A group of wealthy Massachusetts business people and companies have funded phase one of Boston’s bid to host the Olympic Games.

Of the roughly $11 million effort, it took $6.7 million in cash to pull together the proposal that is expected to come up for a vote Thursday in Denver.

The largest slice of that sum came from several executives at Bain Capital: $650,000, or nearly 10 percent, according to two people briefed on the fund-raising who were not authorized to discuss it publicly.

Stephen Pagliuca, Bain’s managing director and co-owner of the Boston Celtics, is one of the donors.
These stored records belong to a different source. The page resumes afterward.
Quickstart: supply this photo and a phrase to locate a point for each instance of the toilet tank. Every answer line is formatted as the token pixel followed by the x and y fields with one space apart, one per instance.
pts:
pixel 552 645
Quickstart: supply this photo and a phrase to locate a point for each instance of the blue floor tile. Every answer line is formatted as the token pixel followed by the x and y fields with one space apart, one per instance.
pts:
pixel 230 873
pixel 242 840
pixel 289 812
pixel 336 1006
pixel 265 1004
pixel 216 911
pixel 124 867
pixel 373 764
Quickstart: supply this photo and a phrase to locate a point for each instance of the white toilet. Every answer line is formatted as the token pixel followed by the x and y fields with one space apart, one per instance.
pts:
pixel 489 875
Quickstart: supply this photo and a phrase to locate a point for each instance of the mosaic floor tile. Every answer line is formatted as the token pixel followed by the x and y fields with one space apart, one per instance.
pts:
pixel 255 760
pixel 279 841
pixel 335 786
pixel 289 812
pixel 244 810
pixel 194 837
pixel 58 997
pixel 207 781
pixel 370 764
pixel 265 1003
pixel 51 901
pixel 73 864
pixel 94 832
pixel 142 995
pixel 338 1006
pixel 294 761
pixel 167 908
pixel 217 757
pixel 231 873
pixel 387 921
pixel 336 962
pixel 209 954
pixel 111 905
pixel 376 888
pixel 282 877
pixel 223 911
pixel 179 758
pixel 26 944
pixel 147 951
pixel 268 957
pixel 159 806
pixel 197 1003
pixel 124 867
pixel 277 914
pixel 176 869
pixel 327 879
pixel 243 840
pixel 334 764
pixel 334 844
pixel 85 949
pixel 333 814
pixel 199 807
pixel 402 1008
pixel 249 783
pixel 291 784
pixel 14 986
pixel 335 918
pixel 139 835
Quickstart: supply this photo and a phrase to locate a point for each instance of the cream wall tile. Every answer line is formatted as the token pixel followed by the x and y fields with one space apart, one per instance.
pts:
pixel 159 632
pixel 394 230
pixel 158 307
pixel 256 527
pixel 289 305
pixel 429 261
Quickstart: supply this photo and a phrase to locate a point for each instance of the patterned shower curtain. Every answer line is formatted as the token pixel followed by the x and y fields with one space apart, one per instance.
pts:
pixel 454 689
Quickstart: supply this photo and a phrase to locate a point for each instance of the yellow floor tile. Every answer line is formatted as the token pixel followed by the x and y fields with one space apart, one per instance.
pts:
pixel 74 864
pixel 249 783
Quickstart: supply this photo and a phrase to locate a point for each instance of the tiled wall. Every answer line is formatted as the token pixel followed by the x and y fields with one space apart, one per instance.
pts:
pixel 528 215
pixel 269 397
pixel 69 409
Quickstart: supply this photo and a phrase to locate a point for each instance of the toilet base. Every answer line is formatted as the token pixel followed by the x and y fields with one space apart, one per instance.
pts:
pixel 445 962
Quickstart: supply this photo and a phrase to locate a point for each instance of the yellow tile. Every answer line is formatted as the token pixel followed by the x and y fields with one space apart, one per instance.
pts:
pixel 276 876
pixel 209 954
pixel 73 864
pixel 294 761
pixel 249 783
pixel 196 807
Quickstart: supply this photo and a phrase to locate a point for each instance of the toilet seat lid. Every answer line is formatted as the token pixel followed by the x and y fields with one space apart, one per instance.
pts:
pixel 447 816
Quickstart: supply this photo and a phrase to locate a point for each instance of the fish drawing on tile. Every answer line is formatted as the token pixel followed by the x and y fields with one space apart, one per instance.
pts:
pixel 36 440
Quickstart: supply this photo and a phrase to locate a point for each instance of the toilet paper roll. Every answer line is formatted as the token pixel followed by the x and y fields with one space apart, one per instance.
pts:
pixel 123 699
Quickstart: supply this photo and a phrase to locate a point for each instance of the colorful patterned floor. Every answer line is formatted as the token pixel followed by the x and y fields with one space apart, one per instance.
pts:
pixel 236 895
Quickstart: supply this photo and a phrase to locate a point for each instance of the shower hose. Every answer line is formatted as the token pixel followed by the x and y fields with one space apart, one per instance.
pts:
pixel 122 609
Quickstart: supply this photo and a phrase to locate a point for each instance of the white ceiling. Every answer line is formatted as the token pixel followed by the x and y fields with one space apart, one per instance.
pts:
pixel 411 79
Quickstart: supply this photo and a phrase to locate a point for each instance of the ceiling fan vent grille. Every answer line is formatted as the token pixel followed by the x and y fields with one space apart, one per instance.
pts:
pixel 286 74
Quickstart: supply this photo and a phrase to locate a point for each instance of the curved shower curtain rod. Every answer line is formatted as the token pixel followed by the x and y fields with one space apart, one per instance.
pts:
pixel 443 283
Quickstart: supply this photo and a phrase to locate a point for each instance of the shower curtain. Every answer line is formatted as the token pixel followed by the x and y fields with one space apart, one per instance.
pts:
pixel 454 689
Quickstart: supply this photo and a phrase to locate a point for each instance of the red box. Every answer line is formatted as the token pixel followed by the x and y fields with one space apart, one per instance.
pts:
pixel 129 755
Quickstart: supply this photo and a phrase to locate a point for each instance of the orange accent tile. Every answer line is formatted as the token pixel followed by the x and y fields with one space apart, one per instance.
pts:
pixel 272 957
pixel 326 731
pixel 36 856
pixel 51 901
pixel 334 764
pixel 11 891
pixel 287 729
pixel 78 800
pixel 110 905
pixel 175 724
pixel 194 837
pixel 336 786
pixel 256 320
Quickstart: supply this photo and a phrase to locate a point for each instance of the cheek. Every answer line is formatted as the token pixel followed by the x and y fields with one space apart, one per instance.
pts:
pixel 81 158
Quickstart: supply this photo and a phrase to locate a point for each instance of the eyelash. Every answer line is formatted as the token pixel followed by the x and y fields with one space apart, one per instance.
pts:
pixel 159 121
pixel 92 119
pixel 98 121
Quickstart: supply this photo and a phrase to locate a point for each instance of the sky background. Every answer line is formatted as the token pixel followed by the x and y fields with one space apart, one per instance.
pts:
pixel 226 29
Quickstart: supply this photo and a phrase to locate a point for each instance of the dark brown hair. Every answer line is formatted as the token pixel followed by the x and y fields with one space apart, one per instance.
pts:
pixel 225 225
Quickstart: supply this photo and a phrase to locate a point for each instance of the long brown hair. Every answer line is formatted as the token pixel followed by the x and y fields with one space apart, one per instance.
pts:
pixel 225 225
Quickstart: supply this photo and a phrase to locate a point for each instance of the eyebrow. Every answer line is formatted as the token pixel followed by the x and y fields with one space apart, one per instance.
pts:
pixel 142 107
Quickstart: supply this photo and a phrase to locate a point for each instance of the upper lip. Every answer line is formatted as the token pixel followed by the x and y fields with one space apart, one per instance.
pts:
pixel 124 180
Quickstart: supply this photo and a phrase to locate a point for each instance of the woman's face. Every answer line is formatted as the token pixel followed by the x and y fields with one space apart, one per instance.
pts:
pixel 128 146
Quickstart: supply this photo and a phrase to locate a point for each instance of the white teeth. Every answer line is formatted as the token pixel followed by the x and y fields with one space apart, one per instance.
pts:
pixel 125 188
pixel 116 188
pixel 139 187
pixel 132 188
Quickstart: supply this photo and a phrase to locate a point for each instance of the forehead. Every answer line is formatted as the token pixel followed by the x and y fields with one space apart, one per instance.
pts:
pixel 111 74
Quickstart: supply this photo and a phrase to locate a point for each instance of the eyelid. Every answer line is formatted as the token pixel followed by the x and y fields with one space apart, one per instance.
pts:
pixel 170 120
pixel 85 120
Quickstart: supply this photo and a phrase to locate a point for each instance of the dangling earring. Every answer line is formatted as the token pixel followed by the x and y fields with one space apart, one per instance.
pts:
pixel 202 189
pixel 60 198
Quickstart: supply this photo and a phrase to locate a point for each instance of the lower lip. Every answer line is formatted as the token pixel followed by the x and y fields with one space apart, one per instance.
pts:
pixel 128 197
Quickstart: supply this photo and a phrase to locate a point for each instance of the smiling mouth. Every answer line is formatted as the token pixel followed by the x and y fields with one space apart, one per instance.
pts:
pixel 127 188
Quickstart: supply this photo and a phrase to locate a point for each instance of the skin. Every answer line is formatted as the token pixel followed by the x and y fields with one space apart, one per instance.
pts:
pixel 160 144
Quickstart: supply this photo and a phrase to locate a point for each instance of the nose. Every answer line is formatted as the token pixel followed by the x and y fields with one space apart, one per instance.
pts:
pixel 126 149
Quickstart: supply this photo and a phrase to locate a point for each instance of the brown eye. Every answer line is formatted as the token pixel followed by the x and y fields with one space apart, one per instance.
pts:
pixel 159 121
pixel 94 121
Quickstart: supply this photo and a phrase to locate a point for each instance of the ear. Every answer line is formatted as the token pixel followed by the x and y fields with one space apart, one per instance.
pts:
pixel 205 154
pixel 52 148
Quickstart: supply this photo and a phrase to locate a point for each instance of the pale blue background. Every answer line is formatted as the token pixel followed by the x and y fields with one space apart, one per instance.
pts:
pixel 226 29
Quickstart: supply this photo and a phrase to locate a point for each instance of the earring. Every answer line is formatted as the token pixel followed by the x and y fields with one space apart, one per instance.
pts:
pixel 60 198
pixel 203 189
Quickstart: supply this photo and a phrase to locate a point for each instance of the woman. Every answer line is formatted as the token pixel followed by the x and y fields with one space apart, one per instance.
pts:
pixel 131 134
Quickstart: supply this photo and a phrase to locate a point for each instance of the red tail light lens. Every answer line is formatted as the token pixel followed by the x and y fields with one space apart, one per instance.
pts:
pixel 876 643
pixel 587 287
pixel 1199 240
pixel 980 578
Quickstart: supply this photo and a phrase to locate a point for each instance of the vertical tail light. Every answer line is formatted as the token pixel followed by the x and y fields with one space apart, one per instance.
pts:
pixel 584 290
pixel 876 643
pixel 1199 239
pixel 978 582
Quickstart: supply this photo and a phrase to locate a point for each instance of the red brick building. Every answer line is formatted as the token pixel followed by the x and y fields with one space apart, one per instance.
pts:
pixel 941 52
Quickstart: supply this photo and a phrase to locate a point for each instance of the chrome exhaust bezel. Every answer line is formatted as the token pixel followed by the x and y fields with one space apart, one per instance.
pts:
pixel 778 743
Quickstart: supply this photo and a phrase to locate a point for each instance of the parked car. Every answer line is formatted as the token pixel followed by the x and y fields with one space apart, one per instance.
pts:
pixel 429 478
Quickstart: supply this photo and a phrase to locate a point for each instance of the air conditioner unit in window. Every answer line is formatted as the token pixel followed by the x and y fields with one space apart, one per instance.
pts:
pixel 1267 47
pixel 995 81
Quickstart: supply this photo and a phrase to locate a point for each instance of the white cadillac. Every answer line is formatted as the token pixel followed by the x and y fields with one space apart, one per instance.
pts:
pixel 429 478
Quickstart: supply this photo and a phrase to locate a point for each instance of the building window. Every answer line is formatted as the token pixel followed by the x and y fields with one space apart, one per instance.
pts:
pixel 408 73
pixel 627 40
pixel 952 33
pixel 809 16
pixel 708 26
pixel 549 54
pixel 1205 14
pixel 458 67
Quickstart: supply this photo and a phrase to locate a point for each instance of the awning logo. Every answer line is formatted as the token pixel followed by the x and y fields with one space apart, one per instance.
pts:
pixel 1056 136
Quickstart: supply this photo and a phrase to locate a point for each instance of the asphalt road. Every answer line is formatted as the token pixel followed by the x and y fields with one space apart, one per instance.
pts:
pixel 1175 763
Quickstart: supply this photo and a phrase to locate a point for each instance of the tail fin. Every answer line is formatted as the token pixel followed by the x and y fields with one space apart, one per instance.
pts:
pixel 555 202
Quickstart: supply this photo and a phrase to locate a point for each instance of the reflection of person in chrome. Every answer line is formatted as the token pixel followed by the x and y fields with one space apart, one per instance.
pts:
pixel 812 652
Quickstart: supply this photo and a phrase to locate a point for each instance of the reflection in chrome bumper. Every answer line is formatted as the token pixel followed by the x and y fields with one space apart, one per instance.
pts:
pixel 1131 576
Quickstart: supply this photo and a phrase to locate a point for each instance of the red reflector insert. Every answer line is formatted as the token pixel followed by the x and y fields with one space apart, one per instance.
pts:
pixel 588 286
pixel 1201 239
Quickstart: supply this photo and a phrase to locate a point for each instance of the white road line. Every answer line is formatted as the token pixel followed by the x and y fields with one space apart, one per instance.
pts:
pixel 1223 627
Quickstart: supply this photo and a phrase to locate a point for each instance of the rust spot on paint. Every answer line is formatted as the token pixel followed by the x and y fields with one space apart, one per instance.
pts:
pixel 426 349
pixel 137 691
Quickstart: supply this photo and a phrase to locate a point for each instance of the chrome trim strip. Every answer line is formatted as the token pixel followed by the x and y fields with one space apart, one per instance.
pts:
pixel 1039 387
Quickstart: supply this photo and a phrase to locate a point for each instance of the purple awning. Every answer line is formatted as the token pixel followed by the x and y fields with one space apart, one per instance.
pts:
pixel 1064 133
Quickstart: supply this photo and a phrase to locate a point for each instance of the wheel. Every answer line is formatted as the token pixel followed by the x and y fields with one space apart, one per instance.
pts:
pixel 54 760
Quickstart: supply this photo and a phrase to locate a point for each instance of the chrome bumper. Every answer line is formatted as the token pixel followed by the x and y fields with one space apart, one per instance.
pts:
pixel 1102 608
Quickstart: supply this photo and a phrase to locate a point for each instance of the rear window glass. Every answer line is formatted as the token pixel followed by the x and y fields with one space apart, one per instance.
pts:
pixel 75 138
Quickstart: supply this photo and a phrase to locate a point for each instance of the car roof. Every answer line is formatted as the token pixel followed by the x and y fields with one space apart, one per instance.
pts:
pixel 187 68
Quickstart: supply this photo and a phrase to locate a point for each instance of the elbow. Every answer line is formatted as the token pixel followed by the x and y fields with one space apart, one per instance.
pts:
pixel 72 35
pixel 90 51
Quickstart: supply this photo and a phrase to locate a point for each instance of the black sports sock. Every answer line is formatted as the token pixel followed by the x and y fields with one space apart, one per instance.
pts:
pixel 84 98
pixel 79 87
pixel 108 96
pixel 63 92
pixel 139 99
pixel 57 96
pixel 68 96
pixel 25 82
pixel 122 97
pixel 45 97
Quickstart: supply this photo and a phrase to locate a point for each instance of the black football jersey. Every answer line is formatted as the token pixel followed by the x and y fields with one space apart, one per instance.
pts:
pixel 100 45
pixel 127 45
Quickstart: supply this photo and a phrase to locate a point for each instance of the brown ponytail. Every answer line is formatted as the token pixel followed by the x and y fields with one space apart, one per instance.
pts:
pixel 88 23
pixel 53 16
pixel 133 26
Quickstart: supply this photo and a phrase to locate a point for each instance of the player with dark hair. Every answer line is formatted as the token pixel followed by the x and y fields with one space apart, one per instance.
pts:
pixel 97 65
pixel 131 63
He co-chairs the fund-raising and finance committee of the Boston 2024 bid organization. In an op-ed piece last month in Banker & Tradesman, Pagliuca wrote that a Summer Games in Boston “would be transformative — and the necessary planning would set the course for what we want our city and the Commonwealth to look like for decades to come.”

Other donors include Roger W. Crandall, the chief executive of MassMutual Financial Group in Springfield and co-chair of the fund-raising committee. The private equity executive David Mussafer of Advent International and Putnam Investments chief executive Robert Reynolds also wrote checks, along with John Fish, the chief executive of Suffolk Construction Co. who is chairman of the Olympic bid group.

The precise number of contributors and how much each gave could not be learned. Dunkin’ Brands Group, a former Bain Capital investment, contributed, as did State Street Corp., people briefed on the process said.

The rest of the $11 million was in-kind donations, including consulting analysis from Bain & Co. (a separate company from Bain Capital) and an examination of the financing by the Boston law firm Mintz Levin. Its chairman, Robert Popeo, sits on the Boston 2024 committee.

The US Olympic Committee’s 15-member board is meets Thursday in Denver to select this country’s contender for the 2024 Summer Olympics. Boston is up against Los Angeles, San Francisco, and Washington, D.C.

If Boston gets the nod, a formal bid to the International Olympic Committee could cost $50 million to allow the city to vie for the role of host against other major cities in the world.

The group called No Boston Olympics, in an opinion piece that ran in the Globe this week, said holding the Olympic Games here would be costly for taxpayers, and that decisions about pursuing a bid for host city are taking place behind closed doors.